Combien de résidents et leurs proches repoussent l'entrée en ehpad (quitte à épuiser l'aide à domicile) ou décident de quitter leur maison de retraite faute de pouvoir continuer de payer les 2200 euros mensuels (en moyenne en France selon une étude de l'IGAS) alors que les retraites plafonnent à 1200 euros ? Le mouvement risque de s'accroître dans les années à venir.
La direction générale de la concurrence, de la consommation et de la répression des fraudes (DGCCRF) a donné un avertissement à 180 Ehpad sur 311 visités concernant leurs contrats, la lisibilité de leur prix...

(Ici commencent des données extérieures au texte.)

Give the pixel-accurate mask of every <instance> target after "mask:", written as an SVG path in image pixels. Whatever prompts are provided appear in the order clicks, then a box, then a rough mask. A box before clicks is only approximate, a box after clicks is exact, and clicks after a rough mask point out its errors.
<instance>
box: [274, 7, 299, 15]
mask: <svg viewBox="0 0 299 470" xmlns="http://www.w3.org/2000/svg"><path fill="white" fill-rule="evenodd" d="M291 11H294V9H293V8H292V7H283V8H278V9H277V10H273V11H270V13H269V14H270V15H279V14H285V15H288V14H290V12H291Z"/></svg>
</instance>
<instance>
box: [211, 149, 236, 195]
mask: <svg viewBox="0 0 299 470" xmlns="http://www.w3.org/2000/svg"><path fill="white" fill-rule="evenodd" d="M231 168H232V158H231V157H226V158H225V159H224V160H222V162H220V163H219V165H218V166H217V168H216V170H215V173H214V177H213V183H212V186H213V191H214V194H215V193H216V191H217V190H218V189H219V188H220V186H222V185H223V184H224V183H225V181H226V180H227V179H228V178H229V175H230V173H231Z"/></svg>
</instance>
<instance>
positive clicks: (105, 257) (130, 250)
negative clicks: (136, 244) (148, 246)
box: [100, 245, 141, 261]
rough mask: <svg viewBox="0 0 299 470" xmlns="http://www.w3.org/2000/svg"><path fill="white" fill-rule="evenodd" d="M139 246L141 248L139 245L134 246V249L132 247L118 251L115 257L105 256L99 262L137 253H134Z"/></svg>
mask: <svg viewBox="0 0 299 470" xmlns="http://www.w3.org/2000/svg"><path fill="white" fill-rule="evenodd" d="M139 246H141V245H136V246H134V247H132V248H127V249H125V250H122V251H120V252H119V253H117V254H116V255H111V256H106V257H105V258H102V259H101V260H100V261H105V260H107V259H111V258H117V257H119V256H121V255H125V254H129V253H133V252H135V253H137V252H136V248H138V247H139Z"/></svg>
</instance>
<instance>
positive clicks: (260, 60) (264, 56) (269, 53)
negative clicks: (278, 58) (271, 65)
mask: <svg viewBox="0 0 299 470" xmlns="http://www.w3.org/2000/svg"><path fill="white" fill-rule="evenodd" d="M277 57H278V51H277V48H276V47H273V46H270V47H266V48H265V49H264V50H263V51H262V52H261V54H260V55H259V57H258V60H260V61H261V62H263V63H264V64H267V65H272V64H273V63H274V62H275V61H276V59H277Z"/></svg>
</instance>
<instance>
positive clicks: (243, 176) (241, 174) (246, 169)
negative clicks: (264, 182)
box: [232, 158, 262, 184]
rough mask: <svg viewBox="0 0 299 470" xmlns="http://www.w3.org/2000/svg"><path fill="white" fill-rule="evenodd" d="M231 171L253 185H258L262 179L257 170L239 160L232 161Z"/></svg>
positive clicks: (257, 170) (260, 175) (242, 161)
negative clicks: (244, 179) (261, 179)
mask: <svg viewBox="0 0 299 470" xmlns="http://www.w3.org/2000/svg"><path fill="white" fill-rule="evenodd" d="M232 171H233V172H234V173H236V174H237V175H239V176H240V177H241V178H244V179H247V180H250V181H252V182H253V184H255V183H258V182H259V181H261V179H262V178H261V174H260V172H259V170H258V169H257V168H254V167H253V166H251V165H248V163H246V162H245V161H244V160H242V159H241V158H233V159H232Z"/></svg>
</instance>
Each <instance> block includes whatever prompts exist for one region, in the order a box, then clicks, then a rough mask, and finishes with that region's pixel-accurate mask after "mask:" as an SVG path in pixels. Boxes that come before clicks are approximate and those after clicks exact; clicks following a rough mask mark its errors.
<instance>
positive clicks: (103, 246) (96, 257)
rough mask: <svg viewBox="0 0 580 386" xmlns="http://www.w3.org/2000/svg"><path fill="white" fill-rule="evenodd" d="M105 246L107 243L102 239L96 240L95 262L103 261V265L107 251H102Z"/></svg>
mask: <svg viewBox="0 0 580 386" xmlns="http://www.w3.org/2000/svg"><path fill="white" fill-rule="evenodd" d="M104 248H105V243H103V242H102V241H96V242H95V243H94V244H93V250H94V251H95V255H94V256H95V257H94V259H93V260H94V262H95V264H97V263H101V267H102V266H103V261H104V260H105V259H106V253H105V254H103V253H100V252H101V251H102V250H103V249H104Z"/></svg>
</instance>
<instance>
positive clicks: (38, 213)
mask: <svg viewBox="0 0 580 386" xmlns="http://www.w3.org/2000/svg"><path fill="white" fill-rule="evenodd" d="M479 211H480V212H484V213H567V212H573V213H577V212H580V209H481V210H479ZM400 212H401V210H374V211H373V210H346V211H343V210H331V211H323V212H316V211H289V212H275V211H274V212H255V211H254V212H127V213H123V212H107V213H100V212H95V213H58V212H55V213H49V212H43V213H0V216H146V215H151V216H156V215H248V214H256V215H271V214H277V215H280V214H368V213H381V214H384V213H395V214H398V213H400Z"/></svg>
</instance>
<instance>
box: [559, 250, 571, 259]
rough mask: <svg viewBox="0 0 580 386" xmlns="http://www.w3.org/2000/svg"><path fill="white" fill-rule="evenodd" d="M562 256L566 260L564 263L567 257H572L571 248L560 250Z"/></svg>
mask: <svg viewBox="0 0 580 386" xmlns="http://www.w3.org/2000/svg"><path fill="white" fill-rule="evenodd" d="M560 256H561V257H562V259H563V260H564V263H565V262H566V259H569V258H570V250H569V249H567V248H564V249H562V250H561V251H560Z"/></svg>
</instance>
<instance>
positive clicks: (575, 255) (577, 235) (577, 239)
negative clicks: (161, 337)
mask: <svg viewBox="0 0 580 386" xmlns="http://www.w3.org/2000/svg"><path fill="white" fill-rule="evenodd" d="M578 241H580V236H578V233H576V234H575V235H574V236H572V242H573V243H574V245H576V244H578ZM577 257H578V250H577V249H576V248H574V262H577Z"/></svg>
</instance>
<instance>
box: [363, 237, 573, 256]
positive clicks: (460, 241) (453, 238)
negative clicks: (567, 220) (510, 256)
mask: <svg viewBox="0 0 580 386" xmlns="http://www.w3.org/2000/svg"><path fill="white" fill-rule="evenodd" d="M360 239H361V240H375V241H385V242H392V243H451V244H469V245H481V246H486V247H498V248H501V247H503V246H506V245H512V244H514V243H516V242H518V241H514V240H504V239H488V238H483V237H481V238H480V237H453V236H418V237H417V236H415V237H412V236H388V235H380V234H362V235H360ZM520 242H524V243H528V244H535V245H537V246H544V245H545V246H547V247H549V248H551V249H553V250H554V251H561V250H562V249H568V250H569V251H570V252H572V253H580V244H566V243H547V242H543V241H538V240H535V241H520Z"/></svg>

Sachant que les tarifs des maisons de retraite ne sont pas d'une simplicité redoutable (tarif hébergement / tarif dépendance /tarif soin), Jean-Marc Borello, le fondateur du groupe SOS (économie sociale et solidaire) s'étonne que rien ne change.
Il remarque que les établissements les plus chers (majoritairement privés commerciaux) ne remplissent plus aussi facilement leurs chambres.

Quant aux maisons de retraite habilitées à l'aide sociale, elles ont des listes d'attente qui s'allongent et doivent quémander des subventions pour prendre soin dignement de leurs résidents.
Cet entrepreneur du social suggère de fonctionner comme avec les enfants en crèche : la même prestation offerte à tous mais un paiement selon les revenus des personnes accueillies. Surtout pas de maison de retraite à bas coûts (low-cost) qui réduiraient leurs prestations sans tenir compte des besoins.

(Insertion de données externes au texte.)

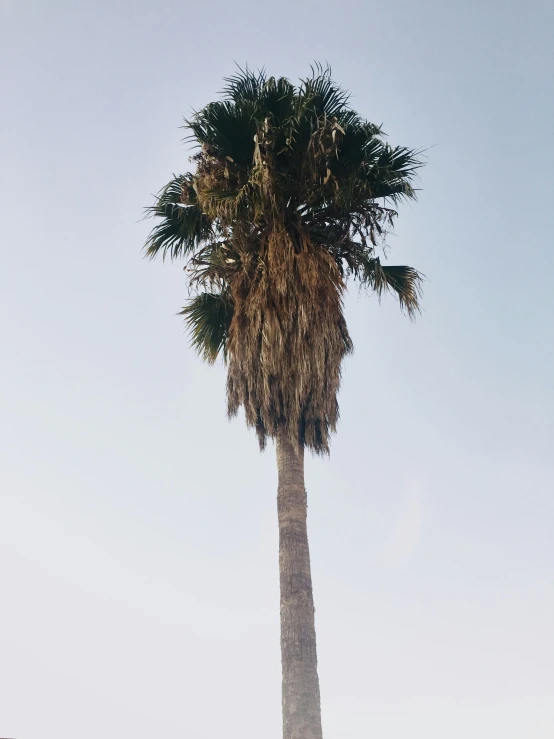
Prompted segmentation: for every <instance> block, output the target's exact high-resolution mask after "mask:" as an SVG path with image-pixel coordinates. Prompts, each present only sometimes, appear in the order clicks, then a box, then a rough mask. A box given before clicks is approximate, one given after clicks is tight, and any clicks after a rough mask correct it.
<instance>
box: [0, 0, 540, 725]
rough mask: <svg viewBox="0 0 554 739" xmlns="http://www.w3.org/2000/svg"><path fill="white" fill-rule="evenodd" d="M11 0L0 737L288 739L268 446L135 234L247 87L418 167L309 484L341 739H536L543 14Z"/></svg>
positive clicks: (2, 350)
mask: <svg viewBox="0 0 554 739" xmlns="http://www.w3.org/2000/svg"><path fill="white" fill-rule="evenodd" d="M553 7H554V6H552V5H551V3H549V2H547V0H545V1H544V2H540V1H539V0H530V1H527V2H507V1H506V2H500V1H499V0H496V1H495V2H492V1H491V0H488V1H485V2H483V0H469V1H468V0H466V1H465V2H461V1H460V2H452V1H450V2H444V1H441V2H439V0H420V1H419V2H410V1H409V0H397V1H394V0H392V1H389V2H386V3H369V2H362V1H361V0H360V1H359V2H355V1H354V0H342V1H341V2H338V3H331V2H328V1H327V2H326V1H323V2H321V1H320V2H312V1H302V0H296V1H295V2H291V1H290V0H283V1H282V2H274V3H264V2H256V3H254V2H222V1H220V2H204V3H199V2H195V3H192V2H185V1H181V2H177V1H171V0H158V2H145V1H144V0H135V1H133V2H131V1H130V0H128V1H126V2H123V1H121V2H108V1H107V0H96V2H78V1H77V0H75V1H74V2H69V1H67V2H61V1H60V0H53V1H52V2H46V0H35V1H34V2H30V1H28V0H2V5H1V15H0V48H1V52H0V53H1V55H2V64H1V68H2V73H1V74H2V89H1V100H2V108H3V111H2V115H1V117H0V127H1V134H0V163H1V166H0V183H1V188H2V194H1V201H0V202H1V205H2V232H1V237H2V245H1V246H2V252H1V254H2V268H1V270H0V322H1V330H2V350H1V377H2V382H1V384H0V403H1V406H0V413H1V417H0V418H1V421H0V423H1V438H0V443H1V450H2V463H1V467H0V485H1V493H0V601H1V606H0V736H3V737H16V738H17V739H76V738H78V739H93V738H94V739H97V738H98V737H99V736H101V737H102V738H103V739H120V737H133V739H147V738H148V739H150V737H152V736H162V735H163V736H164V737H165V739H177V738H180V737H187V739H189V738H190V739H216V738H217V739H223V738H225V739H260V738H263V739H278V738H279V737H280V734H281V724H280V721H281V719H280V654H279V620H278V619H279V613H278V570H277V522H276V503H275V495H276V492H275V491H276V472H275V464H274V450H273V448H272V447H270V448H269V449H268V450H267V451H266V452H265V453H264V454H263V455H260V454H259V452H258V450H257V445H256V440H255V437H254V435H253V434H252V433H250V432H248V431H247V430H246V429H245V427H244V425H243V423H242V421H241V420H236V421H234V422H233V423H228V422H227V420H226V417H225V400H224V370H223V368H222V367H217V368H209V367H206V366H205V365H202V364H201V363H200V362H199V361H198V360H197V359H196V358H195V356H194V354H193V352H192V351H191V350H190V349H189V347H188V342H187V338H186V336H185V335H184V327H183V324H182V322H181V319H180V318H179V317H177V316H176V313H177V311H178V310H179V309H180V307H181V306H182V305H183V303H184V300H185V298H186V290H185V280H184V275H183V272H182V265H179V264H176V265H174V266H171V265H170V264H165V265H163V264H162V263H161V261H160V263H149V262H146V261H144V260H143V259H142V258H141V253H140V249H141V245H142V243H143V241H144V239H145V237H146V235H147V232H148V230H149V228H150V226H151V223H149V222H145V221H141V220H140V219H141V217H142V208H143V207H144V206H146V205H149V204H151V203H152V193H154V192H156V191H157V190H158V189H159V188H160V187H161V186H162V185H164V184H165V183H166V182H167V180H168V179H169V178H170V177H171V174H172V173H173V172H176V173H179V172H183V171H186V170H187V169H188V167H189V164H188V160H187V157H188V153H187V149H186V147H185V146H184V145H183V144H182V143H181V141H180V140H181V138H182V136H183V132H182V131H181V130H179V126H180V125H181V122H182V116H183V115H186V114H187V113H189V112H190V110H191V108H199V107H201V106H203V105H204V104H205V103H207V102H209V101H210V100H212V99H215V98H217V95H218V91H219V90H220V89H221V87H222V77H224V76H225V75H228V74H230V73H232V72H233V69H234V66H233V60H236V61H237V62H239V63H244V62H248V63H249V64H250V65H252V66H254V67H256V66H261V65H265V66H266V67H267V69H268V71H269V72H270V73H271V74H275V75H287V76H289V77H291V78H293V79H294V80H297V79H298V77H300V76H303V75H306V74H307V73H308V71H309V64H310V62H311V61H312V60H314V59H316V60H321V61H325V60H328V61H329V62H330V63H331V65H332V68H333V74H334V77H335V78H336V79H337V80H338V81H339V82H341V83H343V84H344V85H345V86H346V87H348V88H349V89H351V90H352V92H353V97H352V103H353V105H354V106H355V107H356V108H357V109H358V110H359V111H360V112H361V113H362V114H363V115H364V116H366V117H367V118H369V119H370V120H372V121H374V122H377V123H379V122H384V124H385V125H384V127H385V130H386V131H387V133H388V134H389V138H390V141H391V143H401V144H404V145H407V146H413V147H426V148H428V152H427V157H428V166H427V167H426V169H425V170H424V171H423V172H422V177H421V187H422V188H423V191H422V193H421V196H420V200H419V203H417V204H413V205H406V206H404V207H402V209H401V213H400V218H399V220H398V227H397V230H396V235H395V236H394V237H392V239H391V240H390V246H391V253H390V259H389V263H391V264H394V263H399V264H405V263H408V264H410V265H413V266H415V267H417V268H419V269H420V270H421V271H423V272H424V273H425V274H426V275H427V278H428V281H427V283H426V285H425V300H424V306H425V312H424V314H423V316H422V317H421V318H420V319H419V320H418V321H417V322H416V323H415V324H412V323H410V321H409V320H408V319H407V318H405V317H404V316H402V315H401V314H400V312H399V310H398V307H397V304H396V303H395V301H394V300H393V298H387V299H385V300H384V302H383V304H382V306H381V307H379V305H378V302H377V301H376V299H374V298H368V297H365V296H363V295H359V294H358V292H357V291H356V289H354V290H352V291H351V293H350V296H349V298H348V301H347V319H348V321H349V326H350V329H351V333H352V336H353V339H354V341H355V345H356V352H355V354H354V356H353V357H352V358H349V359H348V361H347V362H346V365H345V372H344V384H343V389H342V391H341V395H340V404H341V423H340V428H339V433H338V435H337V436H336V438H335V440H334V442H333V447H332V454H331V458H330V459H329V460H320V459H315V460H313V459H311V458H310V459H309V460H308V462H307V487H308V495H309V504H310V509H309V528H310V537H311V548H312V561H313V576H314V590H315V599H316V619H317V634H318V640H319V643H318V646H319V662H320V679H321V690H322V700H323V712H324V717H323V718H324V732H325V736H326V737H327V739H334V738H336V739H361V737H375V738H376V739H377V738H378V739H407V737H410V739H419V738H420V737H421V739H444V737H448V739H467V737H472V739H490V738H491V737H502V739H528V738H532V739H551V737H552V736H554V700H553V696H554V630H553V623H554V543H553V536H552V533H553V530H554V496H553V488H554V485H553V479H554V474H553V472H554V469H553V467H554V462H553V457H554V454H553V449H554V443H553V441H554V439H553V437H554V429H553V418H554V392H553V389H552V377H553V376H554V350H553V339H554V331H553V315H554V314H553V308H554V303H553V278H552V275H553V270H554V257H553V253H554V252H553V249H552V234H553V232H554V218H553V209H552V172H553V170H554V151H553V131H554V102H553V101H554V85H553V70H554V55H553V52H552V39H553V37H554V11H553Z"/></svg>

L'enjeu est aussi sur le regard que l'on porte sur les établissements.

Pourquoi parle-t-on toujours de "placement" ?
Combien de professionnels sont prêts à proposer à leur parent de venir finir leur jour dans l'établissement ? Combien de professionnels hurlent dans le vide leur épuisement face aux injonctions contradictoires : qualité versus tensions budgétaires, liberté versus sécurité, prime à la grabatisation ?
Pourquoi tant de familles, de voisins, d'élus savent que le prendre soin de certains établissement laisse à désirer mais n'agissent pas ?

Nous militons chez Agevillage pour que la parole des personnes accueillies soient écoutée et entendue via le développement des conseils de la vie sociale (CVS). Notre "boîte à outils des CVS" est à votre disposition. La Fédération des associations de familles et personnes âgées (FNAPAEF) cherche à organiser des formations pour créer, animer, faire vivre ces CVS. En Essonne, le conseil général soutient les CVS du département.

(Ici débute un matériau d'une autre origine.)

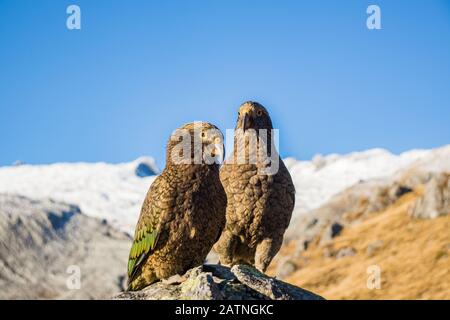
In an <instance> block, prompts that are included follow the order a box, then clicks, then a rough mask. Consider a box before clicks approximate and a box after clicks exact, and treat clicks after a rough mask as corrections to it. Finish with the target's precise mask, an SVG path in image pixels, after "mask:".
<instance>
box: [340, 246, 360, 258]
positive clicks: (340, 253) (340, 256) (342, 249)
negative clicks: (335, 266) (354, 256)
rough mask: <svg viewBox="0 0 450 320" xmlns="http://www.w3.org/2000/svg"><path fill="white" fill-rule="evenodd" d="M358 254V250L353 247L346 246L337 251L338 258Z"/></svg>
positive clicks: (349, 256) (352, 255)
mask: <svg viewBox="0 0 450 320" xmlns="http://www.w3.org/2000/svg"><path fill="white" fill-rule="evenodd" d="M355 254H356V250H355V249H354V248H352V247H345V248H342V249H340V250H338V252H336V259H342V258H346V257H351V256H354V255H355Z"/></svg>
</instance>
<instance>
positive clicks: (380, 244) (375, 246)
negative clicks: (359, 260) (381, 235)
mask: <svg viewBox="0 0 450 320" xmlns="http://www.w3.org/2000/svg"><path fill="white" fill-rule="evenodd" d="M383 245H384V242H383V240H375V241H372V242H371V243H369V245H368V246H367V249H366V254H367V255H368V256H369V257H371V256H373V255H374V254H375V253H376V252H377V251H378V250H379V249H381V248H382V247H383Z"/></svg>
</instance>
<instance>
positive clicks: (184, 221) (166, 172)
mask: <svg viewBox="0 0 450 320" xmlns="http://www.w3.org/2000/svg"><path fill="white" fill-rule="evenodd" d="M223 154H224V148H223V135H222V133H221V132H220V131H219V129H217V127H215V126H214V125H212V124H209V123H206V122H194V123H188V124H186V125H184V126H182V127H181V128H179V129H177V130H176V131H174V133H173V134H172V135H171V138H170V139H169V142H168V145H167V154H166V166H165V168H164V170H163V172H162V173H161V175H159V176H158V177H157V178H156V179H155V181H154V182H153V184H152V185H151V186H150V189H149V191H148V193H147V196H146V198H145V200H144V203H143V205H142V209H141V214H140V217H139V220H138V222H137V225H136V231H135V235H134V241H133V244H132V246H131V252H130V257H129V260H128V290H132V291H134V290H140V289H142V288H144V287H145V286H147V285H149V284H151V283H153V282H156V281H158V280H159V279H165V278H168V277H170V276H173V275H176V274H180V275H181V274H184V273H185V272H186V271H187V270H188V269H190V268H192V267H195V266H198V265H201V264H202V263H203V262H204V260H205V258H206V256H207V254H208V253H209V251H210V250H211V248H212V246H213V245H214V243H215V242H216V241H217V239H218V238H219V236H220V234H221V231H222V229H223V227H224V225H225V210H226V195H225V192H224V189H223V187H222V184H221V183H220V179H219V161H217V158H218V157H223Z"/></svg>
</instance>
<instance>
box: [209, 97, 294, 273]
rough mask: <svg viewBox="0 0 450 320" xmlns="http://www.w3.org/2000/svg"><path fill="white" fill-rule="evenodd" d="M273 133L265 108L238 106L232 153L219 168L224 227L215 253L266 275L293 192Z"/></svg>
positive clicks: (217, 242) (280, 231)
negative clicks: (274, 139)
mask: <svg viewBox="0 0 450 320" xmlns="http://www.w3.org/2000/svg"><path fill="white" fill-rule="evenodd" d="M264 129H265V130H264ZM272 129H273V126H272V121H271V119H270V116H269V113H268V112H267V110H266V108H264V107H263V106H262V105H260V104H259V103H256V102H251V101H249V102H245V103H244V104H242V105H241V106H240V108H239V113H238V120H237V125H236V128H235V137H234V150H233V153H232V154H231V155H230V157H229V158H228V159H227V160H226V161H225V162H224V165H223V166H222V168H221V170H220V179H221V182H222V184H223V186H224V189H225V192H226V194H227V210H226V225H225V228H224V230H223V232H222V235H221V237H220V239H219V241H218V242H217V243H216V244H215V246H214V249H215V250H216V251H217V253H218V254H219V259H220V263H221V264H223V265H227V266H231V265H234V264H239V263H244V264H249V265H253V266H255V267H256V268H257V269H258V270H260V271H262V272H265V270H266V269H267V267H268V266H269V264H270V262H271V261H272V259H273V257H274V256H275V255H276V254H277V252H278V251H279V249H280V247H281V245H282V242H283V235H284V232H285V230H286V228H287V227H288V225H289V222H290V219H291V215H292V211H293V209H294V204H295V188H294V185H293V183H292V179H291V176H290V174H289V172H288V170H287V169H286V167H285V165H284V163H283V161H282V160H281V158H280V156H279V155H278V151H277V150H276V149H275V145H274V137H273V132H272ZM264 155H265V156H264ZM269 167H270V168H269Z"/></svg>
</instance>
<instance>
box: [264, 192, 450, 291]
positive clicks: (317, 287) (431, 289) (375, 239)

En tant que résident, famille, vous pouvez donner votre avis sur votre maison de retraite dans notre annuaire en ligne. Des professionnels utilisent ce service comme un "questionnaire de satisfaction". Oser parler, libérer la parole. Mais sans intimidations, pressions... quitte à réflechir aux recours en cas de conflits. Sans oublier la valorisation que nous ferons de toutes les démarches qualité, label, comme le label Humanitude dont nous sommes particulièrement proche. L'idée : avoir plus à gagner d'y entrer que de rester chez soi.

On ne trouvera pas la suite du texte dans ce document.